Another method was much simpler: Coverboards were placed in open areas, providing shade to cold blooded animals to help regulate their metabolism. By lifting these coverboards during sunny times, we might be able to observe and document critters who might be taking refuge underneath and, again, get an idea of what animals are around us.

Finally, we tried our hands at acquiring a representative sample of an ecosystem for controlled experiments. Our lab required samples from both pine and oak forests, but acquiring these samples raises two questions: where do we get our samples from, and how much do we get? The inherent laziness of people might cause us to only sample the outer edge of the forest; what lives there might not be the same as what lives slightly deeper. also, we had no method of regulating the sizes of each sample collected. To solve this, we have a device called a quadrat, and transect. A quadrat is merely a rigid square that is placed on the floor of the area in study such that we can analyze what is inside it. It sets boundaries and keeps our sample size constant. A transect is a method to randomly sample parts of the area in question such that we get a representative sample. there are two measuring tapes; one going down the middle of the area, and another placed perpendicular to the first, essentially creating a coordinate-grid system. using a random two digit number generator, or a phone book, we can randomly pick ‘coordinates’ and sample them. the first digit tells us how far down the first tape measure to go, and the second digit indicates how far left or right we move from the first tape measure. We alternate sides (left/right) each sample. For example, if the number was 45, we would travel out 4 meteres and then to the right 5 meteres, place our quadrat at that location and sample whatever was contained within.
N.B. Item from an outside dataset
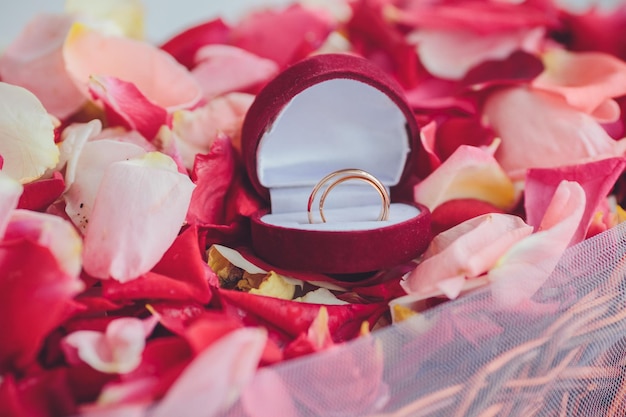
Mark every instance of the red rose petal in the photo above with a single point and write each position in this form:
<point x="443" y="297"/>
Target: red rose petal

The small white frame is a quadrat. We sample only what is contained within its boundaries and take it back to the lab

Drift Fencing is merely a fence that critters must travel around the perimeter to get across, hopefully falling in a trap such that we can count them

Finally, we also looked into how to sample rapidly moving insects that might be on long stemmed plants. Using a large net called a sweep net, we can ‘sweep’ the tops of the stems and catch whatever might be living on them at the moment. By controlling the number of ‘sweeps’ done by the net and sweep area, we can keep the sample size constant and acquire a representative sample size.

The biggest environmental problem is the lack of research and enthusiasm towards fixing such problems. sure, we have technologies to address such problems, such as the energy problem but most of these solutions have a lot more potential to do more than they are doing right now. Solar energy from solar panels could be much more efficient if we could put funding towards research in looking for a wider wavelength band that can excite electrons thus increasing overall efficiency.